Однако прочный режим в его классическом понимании в Варшаве так и не сложился. Кох связывает отсутствие режима прежде всего с нестабильностью территориальных границ (территория и границы муниципалитетов часто менялись), административного устройства (после 2002 г. была создана иная – более централизованная система управления городом) и публичной власти (имела место частая смена мэров и правящих группировок). Эта «многомерная нестабильность» оставляла возможность лишь для ограниченной кооперации частных и публичных акторов, которая фактически сводилась к отдельным проектам и не перерастала в устойчивый режим на уровне города. Другим препятствием формированию режима стала «рыночная ориентация» городской политики, вследствие которой жилищная проблема не рассматривалась в качестве одного из ее основных направлений: власти не видели необходимости активно включаться в эту сферу, и в их планах широкомасштабная поддержка и кооперация с частными акторами не предусматривалась [Ibid.: 343–346].
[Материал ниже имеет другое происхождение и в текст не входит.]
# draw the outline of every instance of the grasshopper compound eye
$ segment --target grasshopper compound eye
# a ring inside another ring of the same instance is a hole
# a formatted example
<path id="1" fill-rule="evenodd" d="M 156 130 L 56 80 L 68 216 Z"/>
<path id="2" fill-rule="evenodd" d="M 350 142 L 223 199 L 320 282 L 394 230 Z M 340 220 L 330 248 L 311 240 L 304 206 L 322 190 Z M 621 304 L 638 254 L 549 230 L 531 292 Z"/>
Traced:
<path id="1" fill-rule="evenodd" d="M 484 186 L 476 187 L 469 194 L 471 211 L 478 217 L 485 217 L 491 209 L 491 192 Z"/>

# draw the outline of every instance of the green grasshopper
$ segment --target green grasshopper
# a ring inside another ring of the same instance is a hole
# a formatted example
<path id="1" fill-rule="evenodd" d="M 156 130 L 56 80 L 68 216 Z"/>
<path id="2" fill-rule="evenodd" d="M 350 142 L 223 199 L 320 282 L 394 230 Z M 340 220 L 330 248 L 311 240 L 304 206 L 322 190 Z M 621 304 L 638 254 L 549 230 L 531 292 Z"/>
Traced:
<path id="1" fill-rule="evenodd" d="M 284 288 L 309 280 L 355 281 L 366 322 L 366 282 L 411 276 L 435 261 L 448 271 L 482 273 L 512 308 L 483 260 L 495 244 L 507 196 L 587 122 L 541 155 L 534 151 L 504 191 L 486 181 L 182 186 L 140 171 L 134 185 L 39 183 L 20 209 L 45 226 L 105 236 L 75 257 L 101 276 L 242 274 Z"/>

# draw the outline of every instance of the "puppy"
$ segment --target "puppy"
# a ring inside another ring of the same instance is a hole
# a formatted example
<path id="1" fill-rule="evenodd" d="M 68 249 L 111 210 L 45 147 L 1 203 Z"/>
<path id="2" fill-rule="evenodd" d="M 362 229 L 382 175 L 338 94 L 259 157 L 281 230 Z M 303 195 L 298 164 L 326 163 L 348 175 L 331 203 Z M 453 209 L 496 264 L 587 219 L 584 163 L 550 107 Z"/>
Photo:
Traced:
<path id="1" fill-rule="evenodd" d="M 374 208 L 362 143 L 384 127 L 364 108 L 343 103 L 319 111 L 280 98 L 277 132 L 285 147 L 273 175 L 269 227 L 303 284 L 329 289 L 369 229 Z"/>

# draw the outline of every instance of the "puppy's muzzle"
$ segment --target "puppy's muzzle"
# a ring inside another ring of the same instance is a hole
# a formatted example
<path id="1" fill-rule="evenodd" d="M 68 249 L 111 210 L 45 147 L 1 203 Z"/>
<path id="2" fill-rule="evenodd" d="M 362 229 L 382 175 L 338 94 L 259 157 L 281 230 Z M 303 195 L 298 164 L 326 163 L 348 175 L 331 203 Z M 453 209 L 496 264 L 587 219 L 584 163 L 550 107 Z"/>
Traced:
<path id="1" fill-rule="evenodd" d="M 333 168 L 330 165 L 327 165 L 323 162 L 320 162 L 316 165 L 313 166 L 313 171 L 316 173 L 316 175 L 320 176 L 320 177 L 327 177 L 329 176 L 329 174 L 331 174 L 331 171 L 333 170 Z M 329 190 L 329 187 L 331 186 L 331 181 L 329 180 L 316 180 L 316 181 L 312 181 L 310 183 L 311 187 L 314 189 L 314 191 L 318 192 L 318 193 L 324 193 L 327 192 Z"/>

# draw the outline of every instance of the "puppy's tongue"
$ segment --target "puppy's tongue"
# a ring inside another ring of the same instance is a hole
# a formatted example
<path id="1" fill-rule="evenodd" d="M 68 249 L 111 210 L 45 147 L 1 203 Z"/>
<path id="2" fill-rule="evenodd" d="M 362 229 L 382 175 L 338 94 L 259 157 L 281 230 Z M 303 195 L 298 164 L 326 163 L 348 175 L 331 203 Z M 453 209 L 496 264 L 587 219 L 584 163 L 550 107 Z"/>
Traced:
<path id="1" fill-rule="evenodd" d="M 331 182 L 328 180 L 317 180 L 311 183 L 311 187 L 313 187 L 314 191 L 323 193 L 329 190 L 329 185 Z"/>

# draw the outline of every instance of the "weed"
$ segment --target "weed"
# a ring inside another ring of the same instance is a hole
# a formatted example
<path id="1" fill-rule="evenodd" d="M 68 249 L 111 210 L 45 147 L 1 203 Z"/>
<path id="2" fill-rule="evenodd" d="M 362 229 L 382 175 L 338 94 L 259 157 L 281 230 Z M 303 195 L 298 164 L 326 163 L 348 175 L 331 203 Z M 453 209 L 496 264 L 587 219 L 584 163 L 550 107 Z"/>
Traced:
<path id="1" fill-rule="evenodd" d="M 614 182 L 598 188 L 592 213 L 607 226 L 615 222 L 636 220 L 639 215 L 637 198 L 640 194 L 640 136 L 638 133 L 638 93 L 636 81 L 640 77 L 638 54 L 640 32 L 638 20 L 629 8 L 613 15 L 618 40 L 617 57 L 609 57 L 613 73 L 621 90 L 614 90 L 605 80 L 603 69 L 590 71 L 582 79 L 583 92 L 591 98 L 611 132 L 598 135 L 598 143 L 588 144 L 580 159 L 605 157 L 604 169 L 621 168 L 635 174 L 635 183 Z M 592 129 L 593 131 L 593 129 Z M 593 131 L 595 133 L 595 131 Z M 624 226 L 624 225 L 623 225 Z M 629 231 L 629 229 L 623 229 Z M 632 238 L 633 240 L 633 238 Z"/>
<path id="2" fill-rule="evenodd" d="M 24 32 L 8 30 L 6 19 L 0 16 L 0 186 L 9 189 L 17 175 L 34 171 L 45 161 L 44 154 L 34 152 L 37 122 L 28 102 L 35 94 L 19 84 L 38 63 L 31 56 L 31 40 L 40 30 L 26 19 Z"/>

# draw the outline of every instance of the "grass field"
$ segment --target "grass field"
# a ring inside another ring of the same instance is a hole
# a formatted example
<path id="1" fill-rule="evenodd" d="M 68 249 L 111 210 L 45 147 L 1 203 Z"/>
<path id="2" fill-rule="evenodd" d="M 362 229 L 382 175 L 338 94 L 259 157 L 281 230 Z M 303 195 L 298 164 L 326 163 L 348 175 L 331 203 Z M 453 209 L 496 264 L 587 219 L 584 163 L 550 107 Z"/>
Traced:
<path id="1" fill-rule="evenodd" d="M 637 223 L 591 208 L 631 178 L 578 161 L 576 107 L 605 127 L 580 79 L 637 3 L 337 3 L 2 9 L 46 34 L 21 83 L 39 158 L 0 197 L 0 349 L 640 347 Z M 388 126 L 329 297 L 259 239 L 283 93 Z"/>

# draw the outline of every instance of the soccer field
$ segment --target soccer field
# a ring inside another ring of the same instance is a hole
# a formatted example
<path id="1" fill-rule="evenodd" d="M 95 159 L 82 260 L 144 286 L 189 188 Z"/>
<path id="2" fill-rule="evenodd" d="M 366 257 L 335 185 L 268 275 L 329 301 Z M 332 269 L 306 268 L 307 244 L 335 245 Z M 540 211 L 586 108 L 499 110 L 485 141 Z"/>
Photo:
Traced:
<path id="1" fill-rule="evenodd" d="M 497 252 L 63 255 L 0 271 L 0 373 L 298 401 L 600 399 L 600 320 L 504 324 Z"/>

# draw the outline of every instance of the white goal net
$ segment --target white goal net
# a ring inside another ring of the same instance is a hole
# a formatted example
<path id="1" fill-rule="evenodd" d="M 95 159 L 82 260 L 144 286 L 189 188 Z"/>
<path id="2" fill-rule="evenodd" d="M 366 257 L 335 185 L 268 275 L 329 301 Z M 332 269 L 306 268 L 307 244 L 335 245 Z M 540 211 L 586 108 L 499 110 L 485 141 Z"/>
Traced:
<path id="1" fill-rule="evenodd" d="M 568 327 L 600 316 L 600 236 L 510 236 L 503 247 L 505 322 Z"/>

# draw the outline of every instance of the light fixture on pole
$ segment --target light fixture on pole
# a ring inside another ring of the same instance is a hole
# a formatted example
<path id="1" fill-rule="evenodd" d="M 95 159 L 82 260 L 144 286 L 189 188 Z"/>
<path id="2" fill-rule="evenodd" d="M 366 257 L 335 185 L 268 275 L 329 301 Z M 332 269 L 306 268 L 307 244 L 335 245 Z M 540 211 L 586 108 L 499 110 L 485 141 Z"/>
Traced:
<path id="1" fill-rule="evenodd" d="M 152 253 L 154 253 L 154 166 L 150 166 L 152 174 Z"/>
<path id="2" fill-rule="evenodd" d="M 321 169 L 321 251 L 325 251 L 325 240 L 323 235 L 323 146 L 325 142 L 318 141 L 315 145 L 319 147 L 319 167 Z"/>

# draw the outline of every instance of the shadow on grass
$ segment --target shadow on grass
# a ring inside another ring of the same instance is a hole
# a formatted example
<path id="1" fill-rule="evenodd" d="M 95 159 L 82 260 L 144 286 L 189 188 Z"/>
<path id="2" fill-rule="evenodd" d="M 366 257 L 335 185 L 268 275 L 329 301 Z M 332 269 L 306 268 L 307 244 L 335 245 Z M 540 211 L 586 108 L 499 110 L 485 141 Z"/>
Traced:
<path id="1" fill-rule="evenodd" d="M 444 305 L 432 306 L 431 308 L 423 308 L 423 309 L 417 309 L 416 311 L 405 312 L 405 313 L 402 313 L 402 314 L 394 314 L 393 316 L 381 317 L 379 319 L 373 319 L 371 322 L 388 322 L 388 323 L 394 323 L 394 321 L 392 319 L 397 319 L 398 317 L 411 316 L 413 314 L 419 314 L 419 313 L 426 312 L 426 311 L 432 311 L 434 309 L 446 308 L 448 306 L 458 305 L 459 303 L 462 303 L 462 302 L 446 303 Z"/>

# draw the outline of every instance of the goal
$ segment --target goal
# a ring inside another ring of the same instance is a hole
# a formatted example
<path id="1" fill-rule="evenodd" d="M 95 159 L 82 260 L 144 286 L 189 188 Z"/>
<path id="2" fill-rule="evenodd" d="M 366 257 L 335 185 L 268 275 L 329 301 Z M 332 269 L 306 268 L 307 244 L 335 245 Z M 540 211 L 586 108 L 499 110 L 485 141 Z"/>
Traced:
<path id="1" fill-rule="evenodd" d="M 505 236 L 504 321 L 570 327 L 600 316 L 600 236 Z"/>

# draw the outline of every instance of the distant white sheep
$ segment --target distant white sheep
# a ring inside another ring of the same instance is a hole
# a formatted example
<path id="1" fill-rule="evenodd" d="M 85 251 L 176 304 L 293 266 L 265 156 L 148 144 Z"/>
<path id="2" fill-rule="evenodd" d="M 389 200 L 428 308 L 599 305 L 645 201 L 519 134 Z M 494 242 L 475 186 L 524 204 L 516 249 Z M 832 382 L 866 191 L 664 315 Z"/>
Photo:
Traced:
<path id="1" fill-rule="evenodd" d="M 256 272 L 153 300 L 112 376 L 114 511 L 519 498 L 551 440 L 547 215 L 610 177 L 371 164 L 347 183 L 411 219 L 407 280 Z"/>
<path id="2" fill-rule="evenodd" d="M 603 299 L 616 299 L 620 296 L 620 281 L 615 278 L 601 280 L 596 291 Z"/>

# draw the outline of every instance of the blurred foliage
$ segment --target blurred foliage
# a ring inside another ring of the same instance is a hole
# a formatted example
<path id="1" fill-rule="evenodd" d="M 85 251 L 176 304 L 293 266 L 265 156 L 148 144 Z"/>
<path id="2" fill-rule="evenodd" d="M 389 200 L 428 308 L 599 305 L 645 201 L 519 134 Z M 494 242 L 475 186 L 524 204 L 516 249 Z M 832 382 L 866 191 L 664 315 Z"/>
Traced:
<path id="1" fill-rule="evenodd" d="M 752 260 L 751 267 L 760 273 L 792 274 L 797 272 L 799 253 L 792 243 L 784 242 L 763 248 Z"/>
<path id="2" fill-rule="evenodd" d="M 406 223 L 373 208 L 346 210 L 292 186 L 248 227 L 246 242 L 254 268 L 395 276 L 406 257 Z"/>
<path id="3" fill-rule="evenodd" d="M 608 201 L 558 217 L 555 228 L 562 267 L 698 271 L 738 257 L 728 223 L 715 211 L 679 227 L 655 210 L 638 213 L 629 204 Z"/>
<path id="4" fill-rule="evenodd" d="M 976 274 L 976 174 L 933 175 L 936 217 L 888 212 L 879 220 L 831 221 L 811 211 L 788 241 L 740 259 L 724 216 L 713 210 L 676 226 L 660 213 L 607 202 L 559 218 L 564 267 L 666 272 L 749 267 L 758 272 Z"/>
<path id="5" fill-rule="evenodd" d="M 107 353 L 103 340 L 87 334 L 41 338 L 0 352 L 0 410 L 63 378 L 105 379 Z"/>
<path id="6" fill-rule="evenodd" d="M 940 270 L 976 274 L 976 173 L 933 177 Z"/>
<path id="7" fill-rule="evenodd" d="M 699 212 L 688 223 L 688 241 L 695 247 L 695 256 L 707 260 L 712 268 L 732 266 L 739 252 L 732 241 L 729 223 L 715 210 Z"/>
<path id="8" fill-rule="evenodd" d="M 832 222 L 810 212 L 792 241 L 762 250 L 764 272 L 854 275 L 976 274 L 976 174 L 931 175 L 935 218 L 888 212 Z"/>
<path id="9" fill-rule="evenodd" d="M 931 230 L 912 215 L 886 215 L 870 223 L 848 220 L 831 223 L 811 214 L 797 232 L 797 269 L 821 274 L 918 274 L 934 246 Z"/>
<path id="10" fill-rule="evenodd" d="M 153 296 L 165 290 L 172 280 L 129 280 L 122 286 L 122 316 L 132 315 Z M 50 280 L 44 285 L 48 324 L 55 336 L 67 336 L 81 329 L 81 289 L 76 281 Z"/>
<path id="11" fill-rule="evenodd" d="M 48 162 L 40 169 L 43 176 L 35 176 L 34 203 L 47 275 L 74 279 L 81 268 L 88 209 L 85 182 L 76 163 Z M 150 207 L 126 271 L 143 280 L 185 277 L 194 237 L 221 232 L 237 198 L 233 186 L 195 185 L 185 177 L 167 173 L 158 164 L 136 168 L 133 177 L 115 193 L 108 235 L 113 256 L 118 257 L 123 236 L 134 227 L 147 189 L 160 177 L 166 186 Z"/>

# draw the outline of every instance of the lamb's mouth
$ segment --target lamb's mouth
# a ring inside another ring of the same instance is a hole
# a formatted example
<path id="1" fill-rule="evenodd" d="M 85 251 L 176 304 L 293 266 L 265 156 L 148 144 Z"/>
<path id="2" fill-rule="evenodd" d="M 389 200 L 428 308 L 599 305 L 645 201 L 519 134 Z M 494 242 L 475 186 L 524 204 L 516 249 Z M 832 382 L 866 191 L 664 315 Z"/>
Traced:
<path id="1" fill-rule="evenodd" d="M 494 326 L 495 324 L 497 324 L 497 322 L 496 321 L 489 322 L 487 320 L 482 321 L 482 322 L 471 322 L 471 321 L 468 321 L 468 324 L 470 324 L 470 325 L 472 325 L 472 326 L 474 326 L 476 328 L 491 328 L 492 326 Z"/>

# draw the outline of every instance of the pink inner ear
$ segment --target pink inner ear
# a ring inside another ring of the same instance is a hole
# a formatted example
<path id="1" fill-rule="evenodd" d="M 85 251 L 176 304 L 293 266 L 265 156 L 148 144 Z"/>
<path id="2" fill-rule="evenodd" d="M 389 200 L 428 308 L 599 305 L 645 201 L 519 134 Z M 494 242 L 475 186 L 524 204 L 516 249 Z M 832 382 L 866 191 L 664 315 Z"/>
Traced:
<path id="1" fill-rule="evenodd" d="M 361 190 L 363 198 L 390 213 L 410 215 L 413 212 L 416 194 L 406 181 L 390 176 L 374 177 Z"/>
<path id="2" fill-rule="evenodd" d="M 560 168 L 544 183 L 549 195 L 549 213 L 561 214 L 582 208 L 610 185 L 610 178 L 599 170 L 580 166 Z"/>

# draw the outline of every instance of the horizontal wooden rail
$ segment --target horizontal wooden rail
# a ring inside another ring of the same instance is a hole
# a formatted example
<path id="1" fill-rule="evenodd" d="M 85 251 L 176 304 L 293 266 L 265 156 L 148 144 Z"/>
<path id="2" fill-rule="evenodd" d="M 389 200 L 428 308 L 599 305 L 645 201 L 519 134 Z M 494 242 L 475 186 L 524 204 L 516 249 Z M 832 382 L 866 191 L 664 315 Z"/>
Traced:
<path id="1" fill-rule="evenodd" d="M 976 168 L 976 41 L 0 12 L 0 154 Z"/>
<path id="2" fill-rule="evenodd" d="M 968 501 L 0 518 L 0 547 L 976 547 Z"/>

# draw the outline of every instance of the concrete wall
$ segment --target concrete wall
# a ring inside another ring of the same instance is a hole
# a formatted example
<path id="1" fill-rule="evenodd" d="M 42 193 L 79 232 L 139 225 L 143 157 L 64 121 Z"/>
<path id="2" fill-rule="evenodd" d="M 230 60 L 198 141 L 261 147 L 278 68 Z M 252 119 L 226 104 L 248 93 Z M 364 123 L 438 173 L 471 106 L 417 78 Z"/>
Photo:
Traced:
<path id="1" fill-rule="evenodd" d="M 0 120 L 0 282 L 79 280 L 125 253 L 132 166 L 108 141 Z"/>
Нестабильность социально-политического контекста стимулировала формирование своеобразной формы рынка жилья и специфической конфигурации акторов политического управления в Варшаве, отличных от западноевропейских. Поскольку административные и политические структуры все еще находятся в процессе трансформации, сохраняются, а в чем-то и усиливаются позиции авторов частного сектора. С этой точки зрения переход к политико-экономическому управлению (governance) стал не столько реакцией акторов публичной сферы на новые вызовы и усложнение мира, как это имело место в иных странах, сколько результатом нестабильности положения публичных акторов. В целом Кох вполне позитивно оценивает перспективы использования западных моделей и, как и другие исследователи городской политики в постсоциалистических странах, обращает внимание на необходимость проведения сравнительных исследований, позволяющих выявить общее и особенное в городской политике восточноевропейских городов. При этом он указывает на целесообразность расширения предмета исследования, отмечая важность учета ситуации, сложившейся в городском политическом пространстве различных стран к началу постсоциалистических преобразований (а они могут заметно различаться), и предлагая принять во внимание региональный аспект, поскольку многие сферы городской политики не могут быть ограничены локальным уровнем [Koch, 2009b: 351–352].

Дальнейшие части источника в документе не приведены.